In (second-order) Reverse Mathematics, a (code for an) open set $U\subset \mathbb{R}$ is given by two sequences of rationals $(a_n)_{n \in \mathbb{N}}, (b_n)_{n \in \mathbb{N}}$. The idea is that $U$ is represented by the union $\cup_n (a_n, b_n)$. A closed set is the complement of an open set.
Suppose I have a (code for a) closed set $C\subset [0,1]$ which is finite as follows:
$$
\text{there is $N\in \mathbb{N}$ such that for any pairwise distinct $x_0, \dots, x_N \in [0,1]$, there is $i\leq N$ with $x_i\not \in C$ }
$$
Clearly, such finite $C$ has measure zero (in the sense of second-order Reverse Mathematics; see X.1 in Simpson's excellent SOSOA).
My question is in what system we can actually prove that such finite $C$ has measure zero? It would be strange if ATR$_0$ would be needed, for instance. Any related results from (Turing) computability theory are welcome too.
Best Answer
Here's a proof that $\mathsf{ACA}_0$ suffices for the analogous statement over $2^\mathbb{N}$ instead of $\mathbb{R}$, where codes for closed sets are viewed as subtrees of $2^{<\mathbb{N}}$; it's a bit tedious, but not difficult, to port this over to $\mathbb{R}$ (the key point being that there is a very-nicely-definable 2-to-1 continuous surjection $2^\mathbb{N}\rightarrow[0,1]$):
Suppose $T$ is a subtree of $2^{<\mathbb{N}}$, coding a closed set $C$ with the desired property. By arithmetic comprehension we can assume $T$ has no dead ends. Now say that a good sequence is a finite sequence $\sigma=(x_i)_{i<n}$ such that each $x_i$ is a node on $T$ and if $i<j<n$ then $x_i$ and $x_j$ are incompatible. By the condition on $C$ and the lack of dead ends in $T$, we can uniformly extend each node in $T$ to an element of $C$ ("leftmost extension"), and so we get the analogue of your condition for nodes on $T$ rather than paths: there is some $N$ such that there is no good sequence of length $\ge N$.
Now consider the set of lengths of good sequences. This is arithmetically definable, so by arithmetic induction and the role of $N$ above it has some largest element. If $\sigma$ is a maximal-length good sequence, then the set of leftmost paths extending elements of $\sigma$ is finite and is all of $C$.

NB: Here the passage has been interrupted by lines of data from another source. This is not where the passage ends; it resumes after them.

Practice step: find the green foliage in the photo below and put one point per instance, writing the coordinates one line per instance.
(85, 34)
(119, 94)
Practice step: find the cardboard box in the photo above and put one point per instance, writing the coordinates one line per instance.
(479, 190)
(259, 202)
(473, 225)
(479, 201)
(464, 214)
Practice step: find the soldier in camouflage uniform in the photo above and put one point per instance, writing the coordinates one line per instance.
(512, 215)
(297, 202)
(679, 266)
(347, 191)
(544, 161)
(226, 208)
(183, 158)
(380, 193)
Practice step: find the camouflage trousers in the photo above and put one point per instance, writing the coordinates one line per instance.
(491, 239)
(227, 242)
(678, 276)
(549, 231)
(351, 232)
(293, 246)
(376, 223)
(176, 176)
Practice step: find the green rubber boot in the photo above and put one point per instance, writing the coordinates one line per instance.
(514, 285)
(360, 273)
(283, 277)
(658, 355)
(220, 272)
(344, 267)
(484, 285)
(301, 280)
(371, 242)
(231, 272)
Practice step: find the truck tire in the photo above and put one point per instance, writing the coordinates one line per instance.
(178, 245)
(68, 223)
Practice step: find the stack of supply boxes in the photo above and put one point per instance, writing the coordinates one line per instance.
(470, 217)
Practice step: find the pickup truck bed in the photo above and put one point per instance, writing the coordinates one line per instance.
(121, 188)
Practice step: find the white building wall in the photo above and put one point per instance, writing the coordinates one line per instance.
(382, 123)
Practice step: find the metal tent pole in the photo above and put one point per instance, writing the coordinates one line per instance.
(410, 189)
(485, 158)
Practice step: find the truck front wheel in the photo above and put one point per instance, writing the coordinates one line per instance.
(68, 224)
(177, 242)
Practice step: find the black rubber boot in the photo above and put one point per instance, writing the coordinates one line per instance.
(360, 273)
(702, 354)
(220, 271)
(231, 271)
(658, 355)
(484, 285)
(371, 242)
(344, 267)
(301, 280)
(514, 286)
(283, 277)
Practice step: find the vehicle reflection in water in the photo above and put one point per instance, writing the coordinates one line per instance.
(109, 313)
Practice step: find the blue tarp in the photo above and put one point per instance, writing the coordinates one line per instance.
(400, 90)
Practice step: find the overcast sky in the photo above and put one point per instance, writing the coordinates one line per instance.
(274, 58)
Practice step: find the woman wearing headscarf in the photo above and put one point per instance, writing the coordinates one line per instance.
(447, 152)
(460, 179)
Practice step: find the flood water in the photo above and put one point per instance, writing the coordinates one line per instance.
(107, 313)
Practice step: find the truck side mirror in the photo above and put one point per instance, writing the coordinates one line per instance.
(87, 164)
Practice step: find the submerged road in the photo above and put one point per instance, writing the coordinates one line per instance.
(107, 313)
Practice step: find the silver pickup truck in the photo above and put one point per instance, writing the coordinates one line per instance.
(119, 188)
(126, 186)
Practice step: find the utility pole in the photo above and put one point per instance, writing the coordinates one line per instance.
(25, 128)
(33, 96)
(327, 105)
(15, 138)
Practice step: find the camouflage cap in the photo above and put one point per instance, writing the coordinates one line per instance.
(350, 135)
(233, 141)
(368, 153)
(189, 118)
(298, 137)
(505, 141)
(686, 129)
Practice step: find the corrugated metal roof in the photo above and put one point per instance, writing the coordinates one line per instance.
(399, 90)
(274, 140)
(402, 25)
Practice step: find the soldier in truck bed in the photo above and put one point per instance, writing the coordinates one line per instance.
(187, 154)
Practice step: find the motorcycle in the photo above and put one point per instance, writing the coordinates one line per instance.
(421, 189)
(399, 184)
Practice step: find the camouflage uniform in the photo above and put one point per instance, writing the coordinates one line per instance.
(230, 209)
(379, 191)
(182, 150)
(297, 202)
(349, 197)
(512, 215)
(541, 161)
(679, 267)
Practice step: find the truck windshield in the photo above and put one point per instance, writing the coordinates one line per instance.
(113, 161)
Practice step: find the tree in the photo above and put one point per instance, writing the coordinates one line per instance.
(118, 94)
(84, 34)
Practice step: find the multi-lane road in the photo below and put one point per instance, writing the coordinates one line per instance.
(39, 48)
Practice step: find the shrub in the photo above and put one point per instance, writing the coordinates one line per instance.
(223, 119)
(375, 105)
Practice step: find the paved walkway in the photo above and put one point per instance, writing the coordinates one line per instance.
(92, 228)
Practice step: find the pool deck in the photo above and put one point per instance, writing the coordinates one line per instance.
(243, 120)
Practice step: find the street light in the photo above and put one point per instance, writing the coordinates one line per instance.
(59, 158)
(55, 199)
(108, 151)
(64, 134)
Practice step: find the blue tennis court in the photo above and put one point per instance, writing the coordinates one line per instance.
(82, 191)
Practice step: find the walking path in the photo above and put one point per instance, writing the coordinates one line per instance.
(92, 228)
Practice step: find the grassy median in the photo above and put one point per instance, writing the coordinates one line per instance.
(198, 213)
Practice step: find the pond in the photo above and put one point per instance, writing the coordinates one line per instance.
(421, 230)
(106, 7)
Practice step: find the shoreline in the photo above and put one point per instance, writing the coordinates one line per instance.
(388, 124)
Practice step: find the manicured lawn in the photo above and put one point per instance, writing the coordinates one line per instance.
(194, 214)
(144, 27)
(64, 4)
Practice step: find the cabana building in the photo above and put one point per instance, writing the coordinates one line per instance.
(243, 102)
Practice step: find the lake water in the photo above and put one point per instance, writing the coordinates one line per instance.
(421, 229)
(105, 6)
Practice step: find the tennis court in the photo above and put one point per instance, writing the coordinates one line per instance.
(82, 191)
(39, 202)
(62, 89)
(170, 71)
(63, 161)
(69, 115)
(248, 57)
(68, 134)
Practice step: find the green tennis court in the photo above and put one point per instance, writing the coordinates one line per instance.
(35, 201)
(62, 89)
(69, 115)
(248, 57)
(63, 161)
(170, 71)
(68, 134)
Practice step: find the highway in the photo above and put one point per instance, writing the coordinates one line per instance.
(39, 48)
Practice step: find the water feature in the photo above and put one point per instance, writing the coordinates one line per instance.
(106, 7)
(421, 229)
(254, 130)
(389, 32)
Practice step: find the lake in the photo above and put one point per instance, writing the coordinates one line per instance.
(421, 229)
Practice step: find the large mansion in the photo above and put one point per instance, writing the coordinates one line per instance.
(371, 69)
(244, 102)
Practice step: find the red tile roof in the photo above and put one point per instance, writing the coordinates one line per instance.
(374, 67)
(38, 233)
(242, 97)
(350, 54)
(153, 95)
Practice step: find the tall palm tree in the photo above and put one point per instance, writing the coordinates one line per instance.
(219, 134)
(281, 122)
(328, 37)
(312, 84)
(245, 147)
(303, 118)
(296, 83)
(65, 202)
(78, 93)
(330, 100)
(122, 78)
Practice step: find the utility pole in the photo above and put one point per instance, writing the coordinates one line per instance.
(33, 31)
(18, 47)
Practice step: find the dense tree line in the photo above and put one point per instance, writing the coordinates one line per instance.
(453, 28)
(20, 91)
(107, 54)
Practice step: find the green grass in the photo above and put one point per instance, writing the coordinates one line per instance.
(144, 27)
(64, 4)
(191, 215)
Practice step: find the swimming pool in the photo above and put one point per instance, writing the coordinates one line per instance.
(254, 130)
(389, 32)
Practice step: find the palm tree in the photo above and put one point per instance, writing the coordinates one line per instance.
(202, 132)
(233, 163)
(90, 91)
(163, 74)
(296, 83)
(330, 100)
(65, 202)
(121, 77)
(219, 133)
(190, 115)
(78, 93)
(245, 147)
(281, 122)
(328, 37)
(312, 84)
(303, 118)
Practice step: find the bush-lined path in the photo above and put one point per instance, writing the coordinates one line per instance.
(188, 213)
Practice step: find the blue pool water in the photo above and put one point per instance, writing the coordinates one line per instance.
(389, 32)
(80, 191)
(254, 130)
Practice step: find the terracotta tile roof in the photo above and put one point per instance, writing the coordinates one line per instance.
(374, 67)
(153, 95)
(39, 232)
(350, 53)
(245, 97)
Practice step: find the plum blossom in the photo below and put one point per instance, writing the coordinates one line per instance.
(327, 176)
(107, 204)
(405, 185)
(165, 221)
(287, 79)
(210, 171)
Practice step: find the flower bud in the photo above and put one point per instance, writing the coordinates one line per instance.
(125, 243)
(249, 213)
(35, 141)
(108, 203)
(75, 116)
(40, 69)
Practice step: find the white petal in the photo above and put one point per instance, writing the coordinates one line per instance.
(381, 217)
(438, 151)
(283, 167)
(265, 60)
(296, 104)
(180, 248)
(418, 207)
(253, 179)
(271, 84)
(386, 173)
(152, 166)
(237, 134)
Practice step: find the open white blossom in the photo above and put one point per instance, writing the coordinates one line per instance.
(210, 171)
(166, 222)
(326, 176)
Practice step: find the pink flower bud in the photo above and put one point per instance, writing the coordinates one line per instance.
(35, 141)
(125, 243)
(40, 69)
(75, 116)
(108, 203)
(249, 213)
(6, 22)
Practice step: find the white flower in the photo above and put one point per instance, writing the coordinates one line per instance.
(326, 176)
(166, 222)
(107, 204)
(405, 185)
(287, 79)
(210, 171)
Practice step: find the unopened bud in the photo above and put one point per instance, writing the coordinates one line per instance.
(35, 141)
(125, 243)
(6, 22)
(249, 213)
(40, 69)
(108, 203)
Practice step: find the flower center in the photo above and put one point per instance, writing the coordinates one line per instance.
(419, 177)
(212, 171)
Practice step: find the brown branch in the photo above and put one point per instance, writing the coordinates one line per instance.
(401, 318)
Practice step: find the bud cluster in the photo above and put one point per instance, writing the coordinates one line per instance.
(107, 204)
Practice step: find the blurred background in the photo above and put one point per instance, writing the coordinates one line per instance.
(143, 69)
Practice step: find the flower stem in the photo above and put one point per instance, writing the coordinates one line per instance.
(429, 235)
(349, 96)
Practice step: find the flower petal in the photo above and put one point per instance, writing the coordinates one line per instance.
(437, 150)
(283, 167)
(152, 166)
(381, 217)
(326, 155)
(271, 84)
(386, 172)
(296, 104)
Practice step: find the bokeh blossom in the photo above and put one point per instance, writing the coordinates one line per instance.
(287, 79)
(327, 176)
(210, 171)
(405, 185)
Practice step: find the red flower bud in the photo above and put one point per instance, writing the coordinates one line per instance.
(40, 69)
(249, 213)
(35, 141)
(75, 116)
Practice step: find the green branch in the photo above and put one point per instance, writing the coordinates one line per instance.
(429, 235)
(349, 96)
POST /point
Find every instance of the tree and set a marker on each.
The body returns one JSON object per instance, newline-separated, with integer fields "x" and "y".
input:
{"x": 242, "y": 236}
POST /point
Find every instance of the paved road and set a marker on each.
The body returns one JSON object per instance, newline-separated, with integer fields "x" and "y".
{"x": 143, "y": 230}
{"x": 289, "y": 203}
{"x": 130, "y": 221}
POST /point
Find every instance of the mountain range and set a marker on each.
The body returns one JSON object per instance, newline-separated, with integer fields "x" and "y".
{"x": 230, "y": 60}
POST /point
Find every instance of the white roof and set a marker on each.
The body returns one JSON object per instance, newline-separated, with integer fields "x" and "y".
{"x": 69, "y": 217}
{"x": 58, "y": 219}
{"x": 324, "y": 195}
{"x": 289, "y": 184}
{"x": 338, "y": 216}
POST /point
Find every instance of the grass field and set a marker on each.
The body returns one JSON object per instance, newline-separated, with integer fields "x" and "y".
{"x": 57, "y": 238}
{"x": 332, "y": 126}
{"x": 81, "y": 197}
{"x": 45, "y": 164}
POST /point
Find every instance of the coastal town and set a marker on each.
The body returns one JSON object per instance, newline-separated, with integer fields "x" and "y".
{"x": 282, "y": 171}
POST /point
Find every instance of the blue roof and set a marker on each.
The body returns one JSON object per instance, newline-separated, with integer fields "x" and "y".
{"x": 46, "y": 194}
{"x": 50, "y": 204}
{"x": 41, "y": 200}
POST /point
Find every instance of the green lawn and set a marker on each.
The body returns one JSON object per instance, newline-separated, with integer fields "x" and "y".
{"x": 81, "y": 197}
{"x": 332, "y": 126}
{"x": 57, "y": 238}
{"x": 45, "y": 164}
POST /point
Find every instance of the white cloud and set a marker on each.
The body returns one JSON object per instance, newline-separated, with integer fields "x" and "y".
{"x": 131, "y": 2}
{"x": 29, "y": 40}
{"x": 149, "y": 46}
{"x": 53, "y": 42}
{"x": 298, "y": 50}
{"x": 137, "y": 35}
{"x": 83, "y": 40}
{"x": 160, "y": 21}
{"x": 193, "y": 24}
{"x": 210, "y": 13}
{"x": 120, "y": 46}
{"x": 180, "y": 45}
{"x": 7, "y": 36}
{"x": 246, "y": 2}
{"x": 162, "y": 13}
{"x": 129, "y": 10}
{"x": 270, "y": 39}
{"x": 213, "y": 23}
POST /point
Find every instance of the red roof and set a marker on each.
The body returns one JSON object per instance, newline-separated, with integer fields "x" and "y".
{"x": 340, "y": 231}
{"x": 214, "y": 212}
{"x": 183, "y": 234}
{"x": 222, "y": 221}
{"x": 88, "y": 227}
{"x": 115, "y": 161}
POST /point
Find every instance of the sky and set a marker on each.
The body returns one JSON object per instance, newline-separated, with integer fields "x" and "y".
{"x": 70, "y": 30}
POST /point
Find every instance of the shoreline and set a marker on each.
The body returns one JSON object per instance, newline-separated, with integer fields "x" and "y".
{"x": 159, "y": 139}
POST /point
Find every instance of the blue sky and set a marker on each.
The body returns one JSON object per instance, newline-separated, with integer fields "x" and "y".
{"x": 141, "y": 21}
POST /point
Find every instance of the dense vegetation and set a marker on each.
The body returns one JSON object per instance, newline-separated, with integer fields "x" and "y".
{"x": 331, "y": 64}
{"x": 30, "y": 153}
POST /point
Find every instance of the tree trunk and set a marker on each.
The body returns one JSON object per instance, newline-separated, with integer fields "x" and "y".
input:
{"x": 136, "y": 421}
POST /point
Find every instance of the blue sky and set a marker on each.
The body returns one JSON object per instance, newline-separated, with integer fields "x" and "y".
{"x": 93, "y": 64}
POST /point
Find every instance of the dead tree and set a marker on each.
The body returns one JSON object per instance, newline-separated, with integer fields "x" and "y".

On the other hand, $\mathsf{RCA}_0+\mathsf{I}\Sigma^1_1$ also suffices (that is, this finiteness principle has no inherent "effective content"): without even bother to switch to Cantor space, just look at the set of $n$ such that there exists a sequence of distinct elements of $C$ of length $n$. This is a $\Sigma^1_1$ set which is bounded, so it has a greatest element and this gives rise to the finiteness of $C$ as desired.
On the other other hand, it is not obvious to me that $\mathsf{RCA}_0+$ arithmetic induction suffices; arithmetic comprehension was crucially used above in pruning $T$.